Ditto for St. Louis County Executive Charlie Dooley. When it comes to county-employee pensions, Dooley said, “We don’t have the same problems that city has; that’s a fact.”

Charlie Dooley
Charlie Dooley

Dooley said county employees haven't been asked to contribute more of their salaries to pensions, though he did add that may be considered in the future.

“Right now, our pension funds are not a major problem for us,” Dooley said. “I don’t want to compare. I’m just saying St. Louis County does not have the pension problems that the city of St. Louis has.”

St. Louis County does have a large police department, but it does not employ firefighters. County residents rely on municipal fire departments or “fire districts" scattered throughout the county.

“That takes a lot of pressure off us, there’s no question about it,” Dooley said.

Bob Soutier, president of the Greater St. Louis Labor Council, sits on the board of the Pattonville Fire Protection District. He said his fire district, and others in the region, haven’t seen the pension-funding problems facing St. Louis – even though most county firefighters also receive higher pay.

“We can pass bond issues and tax increases that the city is reluctant to do," he said.

Slay, firefighters stick to their guns

Soutier supports the city's firefighters. He also had joined Civic Progress executive director Tom Irwin, a former aide to previous St. Louis mayors, in an  effort to get both sides – Slay and the firefighters – to negotiate over their pension differences.

The disagreements are vast.

City firefighters, for example, say that the mayor has been misrepresenting the size of the pension that the average firefighter receives (about $35,000 a year for a private serving 30 years) and fails to mention that they aren’t covered by Social Security.

Slay acknowledges that his figure for the “average pension" includes fire department officers, but he says his point is the overall cost for the city and the public. “We can’t let their pensions take their departments down," he said in his speech to the audience at Union Methodist Church. “I’m representing the taxpayers. … You’re not an ATM machine.”

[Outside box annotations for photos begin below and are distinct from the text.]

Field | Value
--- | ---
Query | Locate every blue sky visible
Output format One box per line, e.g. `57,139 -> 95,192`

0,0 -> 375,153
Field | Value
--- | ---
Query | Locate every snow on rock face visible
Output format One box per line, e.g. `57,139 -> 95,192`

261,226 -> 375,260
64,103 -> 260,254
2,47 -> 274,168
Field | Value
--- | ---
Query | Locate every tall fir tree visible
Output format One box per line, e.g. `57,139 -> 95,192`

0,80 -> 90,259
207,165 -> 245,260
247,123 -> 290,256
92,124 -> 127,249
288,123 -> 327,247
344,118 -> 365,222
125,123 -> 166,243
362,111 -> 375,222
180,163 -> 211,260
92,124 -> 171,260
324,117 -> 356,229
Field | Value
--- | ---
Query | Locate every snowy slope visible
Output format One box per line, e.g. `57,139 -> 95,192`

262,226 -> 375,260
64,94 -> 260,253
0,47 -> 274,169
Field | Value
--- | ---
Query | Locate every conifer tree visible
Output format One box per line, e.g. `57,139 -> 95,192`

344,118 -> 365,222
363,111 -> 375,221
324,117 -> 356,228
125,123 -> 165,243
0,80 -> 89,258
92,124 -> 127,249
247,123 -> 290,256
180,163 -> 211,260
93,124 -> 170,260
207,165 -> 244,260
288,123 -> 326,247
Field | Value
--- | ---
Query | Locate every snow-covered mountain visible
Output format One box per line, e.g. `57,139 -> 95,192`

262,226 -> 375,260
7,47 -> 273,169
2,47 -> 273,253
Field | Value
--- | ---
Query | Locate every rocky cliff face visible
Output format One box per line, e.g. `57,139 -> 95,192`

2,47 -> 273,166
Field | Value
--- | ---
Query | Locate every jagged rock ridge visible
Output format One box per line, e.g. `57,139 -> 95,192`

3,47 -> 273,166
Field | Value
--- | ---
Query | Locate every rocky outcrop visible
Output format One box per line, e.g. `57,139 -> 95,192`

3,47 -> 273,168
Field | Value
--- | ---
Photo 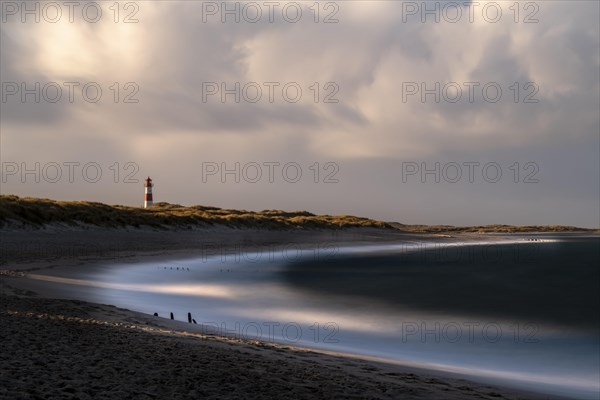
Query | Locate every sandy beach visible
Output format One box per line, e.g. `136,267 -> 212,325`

0,226 -> 568,399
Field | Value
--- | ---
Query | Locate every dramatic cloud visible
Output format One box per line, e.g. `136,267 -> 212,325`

1,1 -> 600,226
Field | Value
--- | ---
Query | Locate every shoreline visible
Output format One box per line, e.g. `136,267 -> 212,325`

0,229 -> 584,399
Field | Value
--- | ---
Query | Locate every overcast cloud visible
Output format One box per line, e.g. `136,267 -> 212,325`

0,1 -> 600,227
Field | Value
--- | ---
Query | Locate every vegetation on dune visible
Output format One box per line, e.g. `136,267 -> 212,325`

0,195 -> 391,229
390,222 -> 598,234
0,195 -> 598,234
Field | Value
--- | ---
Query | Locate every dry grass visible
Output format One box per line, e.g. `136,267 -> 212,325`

0,195 -> 391,229
0,195 -> 599,234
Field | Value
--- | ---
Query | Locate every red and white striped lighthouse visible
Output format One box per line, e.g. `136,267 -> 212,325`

144,177 -> 154,208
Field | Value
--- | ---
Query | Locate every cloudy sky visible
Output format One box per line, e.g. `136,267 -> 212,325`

1,1 -> 600,227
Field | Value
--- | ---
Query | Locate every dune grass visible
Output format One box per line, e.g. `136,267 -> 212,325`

0,195 -> 391,229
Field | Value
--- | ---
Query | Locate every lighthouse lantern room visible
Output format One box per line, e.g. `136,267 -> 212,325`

144,177 -> 154,208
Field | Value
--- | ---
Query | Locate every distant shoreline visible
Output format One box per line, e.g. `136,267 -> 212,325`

0,225 -> 572,400
0,195 -> 600,234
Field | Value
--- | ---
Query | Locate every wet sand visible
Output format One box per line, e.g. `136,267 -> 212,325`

0,228 -> 568,399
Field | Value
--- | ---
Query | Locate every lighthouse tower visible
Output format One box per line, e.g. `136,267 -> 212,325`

144,177 -> 154,208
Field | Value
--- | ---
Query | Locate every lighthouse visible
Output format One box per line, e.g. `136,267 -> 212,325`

144,177 -> 154,208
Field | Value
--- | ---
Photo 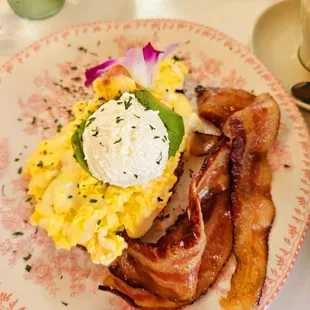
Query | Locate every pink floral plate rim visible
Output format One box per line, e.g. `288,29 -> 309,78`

0,19 -> 310,309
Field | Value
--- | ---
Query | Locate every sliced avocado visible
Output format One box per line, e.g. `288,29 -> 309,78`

134,90 -> 184,157
71,120 -> 90,173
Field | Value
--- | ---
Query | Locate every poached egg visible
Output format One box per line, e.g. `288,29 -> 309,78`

83,92 -> 169,188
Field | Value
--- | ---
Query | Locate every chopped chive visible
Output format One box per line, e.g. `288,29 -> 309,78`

12,231 -> 24,236
116,116 -> 124,124
158,214 -> 170,222
156,152 -> 163,165
57,124 -> 62,132
23,253 -> 32,261
85,117 -> 96,127
113,138 -> 122,144
92,130 -> 99,137
124,97 -> 133,110
25,265 -> 31,272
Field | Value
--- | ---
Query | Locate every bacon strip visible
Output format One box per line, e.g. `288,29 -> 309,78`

189,132 -> 219,157
196,87 -> 255,129
101,141 -> 232,309
110,161 -> 206,301
221,94 -> 280,310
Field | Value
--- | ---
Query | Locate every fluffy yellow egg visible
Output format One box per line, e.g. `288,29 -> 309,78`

25,59 -> 193,265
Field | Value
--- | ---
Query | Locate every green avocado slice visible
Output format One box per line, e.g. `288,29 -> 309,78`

134,90 -> 184,157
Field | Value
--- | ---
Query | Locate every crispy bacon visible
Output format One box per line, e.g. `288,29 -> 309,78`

196,87 -> 255,129
221,94 -> 280,310
101,140 -> 232,309
189,132 -> 219,156
110,161 -> 206,301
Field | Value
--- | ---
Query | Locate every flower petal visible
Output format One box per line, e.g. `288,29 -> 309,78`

159,42 -> 180,60
85,59 -> 121,87
85,42 -> 179,88
122,47 -> 151,87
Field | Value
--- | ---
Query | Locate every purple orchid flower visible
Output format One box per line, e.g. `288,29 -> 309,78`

85,43 -> 179,88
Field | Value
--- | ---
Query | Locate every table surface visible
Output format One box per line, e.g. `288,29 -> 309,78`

0,0 -> 310,310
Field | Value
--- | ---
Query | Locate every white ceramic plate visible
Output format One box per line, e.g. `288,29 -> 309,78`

0,20 -> 310,310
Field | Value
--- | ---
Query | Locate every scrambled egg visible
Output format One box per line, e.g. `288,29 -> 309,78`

25,59 -> 196,265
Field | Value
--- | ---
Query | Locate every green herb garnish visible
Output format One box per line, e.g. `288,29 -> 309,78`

12,231 -> 24,236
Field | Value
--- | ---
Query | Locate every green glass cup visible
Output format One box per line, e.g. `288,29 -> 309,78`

8,0 -> 65,19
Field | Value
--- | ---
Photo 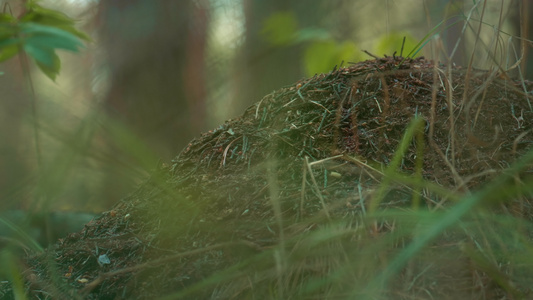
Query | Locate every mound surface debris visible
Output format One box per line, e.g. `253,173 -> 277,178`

3,57 -> 533,299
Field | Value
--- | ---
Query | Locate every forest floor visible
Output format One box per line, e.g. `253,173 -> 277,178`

0,57 -> 533,299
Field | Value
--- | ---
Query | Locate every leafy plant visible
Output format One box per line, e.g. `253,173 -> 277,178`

0,1 -> 91,80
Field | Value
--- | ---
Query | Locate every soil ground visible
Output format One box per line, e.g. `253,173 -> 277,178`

0,57 -> 533,299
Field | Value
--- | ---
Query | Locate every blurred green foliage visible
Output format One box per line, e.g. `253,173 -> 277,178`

261,12 -> 298,46
375,31 -> 418,56
0,1 -> 90,80
262,12 -> 363,76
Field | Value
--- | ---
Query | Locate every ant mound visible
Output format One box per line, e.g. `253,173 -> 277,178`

5,57 -> 533,299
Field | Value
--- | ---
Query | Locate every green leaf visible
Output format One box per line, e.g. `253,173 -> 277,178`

261,12 -> 298,46
21,11 -> 92,41
20,23 -> 83,47
0,45 -> 20,62
0,37 -> 21,49
0,14 -> 17,24
23,44 -> 57,67
35,53 -> 61,81
293,28 -> 331,44
374,31 -> 417,56
304,40 -> 362,76
24,34 -> 80,52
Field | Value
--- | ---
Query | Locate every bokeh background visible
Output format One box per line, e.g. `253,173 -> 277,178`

0,0 -> 533,219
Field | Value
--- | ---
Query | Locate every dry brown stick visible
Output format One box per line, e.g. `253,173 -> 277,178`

78,241 -> 241,299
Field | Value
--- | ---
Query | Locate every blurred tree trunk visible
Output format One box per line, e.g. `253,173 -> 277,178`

97,0 -> 209,202
514,0 -> 533,80
99,0 -> 209,159
232,0 -> 324,115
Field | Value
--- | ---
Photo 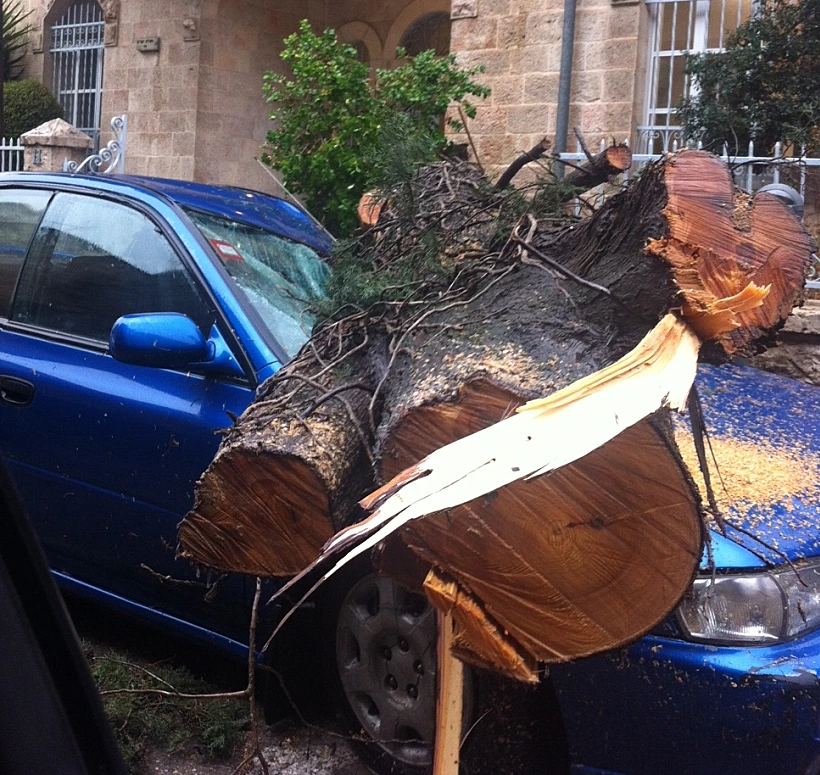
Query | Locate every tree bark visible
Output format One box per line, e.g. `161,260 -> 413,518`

564,143 -> 632,191
180,151 -> 813,680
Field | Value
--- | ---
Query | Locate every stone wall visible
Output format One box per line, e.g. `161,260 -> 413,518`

19,0 -> 647,190
102,0 -> 201,180
194,0 -> 327,193
451,0 -> 648,177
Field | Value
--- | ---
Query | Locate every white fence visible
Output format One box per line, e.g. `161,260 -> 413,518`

560,139 -> 820,289
0,137 -> 23,172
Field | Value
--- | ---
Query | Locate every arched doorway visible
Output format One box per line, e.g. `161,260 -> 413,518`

49,0 -> 105,151
399,11 -> 450,57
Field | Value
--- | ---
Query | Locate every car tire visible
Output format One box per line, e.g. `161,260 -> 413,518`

329,566 -> 475,775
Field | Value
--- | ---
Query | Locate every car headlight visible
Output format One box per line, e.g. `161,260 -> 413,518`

678,563 -> 820,645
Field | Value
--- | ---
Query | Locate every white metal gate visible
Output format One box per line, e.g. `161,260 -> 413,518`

50,0 -> 105,151
638,0 -> 754,153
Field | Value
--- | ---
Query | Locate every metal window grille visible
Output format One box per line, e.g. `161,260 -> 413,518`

Slay said the skyrocketing firefighters pension costs are forcing cuts in the number of active firefighters, and in other city services.

Ken Mitchell, a city fire captain and first vice president of Firefighters Local 73, said the firefighters agree with Slay about the need to rein in savings and, in particular, to change the disability system.

Where they differ, he said, is on particular provisions. He pointed to a firefighters’ proposal that they believe would result in more longterm savings than Slay’s plan; the mayor's office disagrees.

“It’s not like we’re not trying," Mitchell said. “It’s about control.”

The firefighters say Slay's plan before the Board of Aldermen violates the state law governing firefighters’ benefits, because the city hasn't sought approval of the General Assembly. The firefighters pledge to go to court if the plan is passed. 

Slay denies violating any laws but says the city has been unable to find receptive state lawmakers. “We tried to put up a bill in Jefferson City. It’s a well-known fact that the firefighters have an aggressive lobby," the mayor said.

The firefighters also point to their success in 2007 in winning a lawsuit over the Slay administration’s decision several years earlier to reduce how much it would put into the firefighters’ pension system for several years. The court ordered the city to restore the unpaid contributions, requiring the city to take out bonds.

If Slay's administration had made the proper contributions during those years it withheld money, the firefighters say, the city and the pension system would be on a stronger financial footing.

Slay, in turn, says the firefighters’ pension problems are exacerbated by the pension board’s $256 million in investment losses over the past 11 years. The board, added the mayor, is controlled by firefighters.

Both sides say they’re committed to continuing their TV ad campaigns until the other side ends theirs.

Soutier says that the amount of distrust on both sides is making it impossible for the two sides to negotiate. He’s advocating binding arbitration.

In the meantime, Slay already has begun pension talks with the city’s police officers. He is more optimistic that a deal will be struck.

Jason Rosenbaum of the Beacon staff contributed information for this article.